Please post your local house search updates, MLS finds, on-topic ideas, and links here.
Posted by Harriet at 6:00 AM
12 comments:
Very interesting article on interest rates currently in the WaPo:
http://www.washingtonpost.com/wp-dyn/content/article/2009/01/09/AR2009010901891.html
insights on the current interest rate environment
http://www.redfin.com/VA/ANNANDALE/4464-ELAN-Ct-22003/home/9717549
Does this qualify as a bargain in this area? This area currently serves a lot of Hispanic non-English speakers in the Braddock and Annandale Terrace elementary schools. Other than this, I only know that the area to the west of 495 is "better". Any feedback would be appreciated.
Thanks!
Karthik
It looks like a good price, but I don't know the area, try using Franklymls.com and then arrange the spread-sheet by LP/tax assessment to see how large of a discount it is relative to the area.
Redfin's better for giving the results arrayed on a map, Frankly's better for giving you a sense of appropriate price, once you've identified the zip codes or school districts you want to restrict your search to.
(if my frankly link is wrong, it's correct on the frontpage of this blog)
Thanks for the info! Franklymls is much easier for research purposes.
Just found more great online calculators:
http://www.kiplinger.com/tools/housing.html
my favorite is the one that lets you compare two mortgage scenarios head to head:
http://partners.leadfusion.com/tools/kiplinger/home07/tool.fcs
Once you learn how to fiddle with it and intepret its output it's great.
8,900 Va. homeowners to see loan help after Countrywide settlement
The settlement will provide $218.8 million to allow troubled Virginia borrowers to keep their homes by freezing or cutting interest rates, refinancing or reducing principal owed, or converting to fixed-rate loans.
It applies to borrowers who received a subprime adjustable rate mortgage or pay-option adjustable-rate mortgage from Countrywide or its affiliates before Dec. 31, 2007, according to the attorney general.
contrarion,
So, with that settlement amount, BoA will remain solvent, right?
I'll be curious to see how many of those 8,900 borrowers are still in their homes to be "helped" by this money. Where by "helped" we really mean BoA giving money back to BoA on behalf of these borrowers... Hmmmm, still, better than nothing.
I know you all read calculated risk anyway, but this was too big not to post a link to:
Federal Home Loan Bank of Seattle
Roubini's comments (as quoted by CR) are particularly scary:
"[T]he widespread use of the FHLB system to provide liquidity – but more clearly bail out insolvent mortgage lenders – has been outright reckless. ... A system that usually provides a lending stock of about $150 billion has forked out loans amounting to over $750 billion in the last year with very little oversight of such staggering lending. The risk that this stealth bailout of many insolvent mortgage lenders will end up costing massive amounts of public money is now rising."

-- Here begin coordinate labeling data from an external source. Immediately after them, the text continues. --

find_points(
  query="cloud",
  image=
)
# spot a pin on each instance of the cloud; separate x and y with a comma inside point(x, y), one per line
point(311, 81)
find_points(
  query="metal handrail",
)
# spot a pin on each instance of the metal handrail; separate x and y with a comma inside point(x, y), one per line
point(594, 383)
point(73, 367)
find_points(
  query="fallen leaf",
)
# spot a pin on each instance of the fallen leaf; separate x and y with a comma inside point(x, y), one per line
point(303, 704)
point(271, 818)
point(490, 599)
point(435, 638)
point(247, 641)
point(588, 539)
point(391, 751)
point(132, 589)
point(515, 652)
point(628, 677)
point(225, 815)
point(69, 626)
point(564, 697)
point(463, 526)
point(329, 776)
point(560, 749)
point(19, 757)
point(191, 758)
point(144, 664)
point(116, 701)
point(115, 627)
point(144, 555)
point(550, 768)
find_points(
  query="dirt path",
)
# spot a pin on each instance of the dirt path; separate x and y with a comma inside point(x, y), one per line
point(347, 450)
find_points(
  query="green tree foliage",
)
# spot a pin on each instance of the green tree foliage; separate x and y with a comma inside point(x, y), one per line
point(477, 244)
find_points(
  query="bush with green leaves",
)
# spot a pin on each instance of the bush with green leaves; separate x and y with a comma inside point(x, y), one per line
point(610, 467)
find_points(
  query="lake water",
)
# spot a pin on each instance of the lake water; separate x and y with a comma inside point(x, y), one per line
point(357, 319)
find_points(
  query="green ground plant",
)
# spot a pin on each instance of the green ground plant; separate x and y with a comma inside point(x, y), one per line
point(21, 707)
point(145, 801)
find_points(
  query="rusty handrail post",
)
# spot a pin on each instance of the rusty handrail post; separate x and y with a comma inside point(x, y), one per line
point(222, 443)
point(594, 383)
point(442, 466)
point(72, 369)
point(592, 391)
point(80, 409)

So, with that settlement amount, BoA will remain solvent, right?
hehe, I seriously doubt it.
BoA has overdosed on derivatives (Enron), but still on life support in the ER.
here're some
pictures (courtesy of Mike Rosen of FranklyRealty) of a home on my 'why hasn't it sold yet' list I posted a couple days ago. after seeing the pictures, i guess, it makes a bit more sense why it's not sold yet. now i agree with those who commented and think it won't get a contract before this home.
mm,
I don't know, I'm actually quite pleasantly surprised by the pictures. And given the number of agent cards on the counter, it certainly has been seen by buyers. The one major reason the second one is better is because you won't constantly bonk your head in all the bedrooms. (and you don't have to back out onto a major road). But I prefer the first one's kitchen, and actually kind of like the heavy woodpaneled basement, because it's well-done, whereas the other one looks depressingly unlit, without the warm distraction of wood. I guess they were going for the element of surprise by not posting photos of it.
I like both of those houses. The first one will need some painting though :)
I'm with you on the basement Cara. I went to an open house near Ballston a week or two ago and the basement in the house was finished with exactly the same style of wood. I loved it. I'm a sucker for nice basements though, probably due to my being a programmer (we like caves).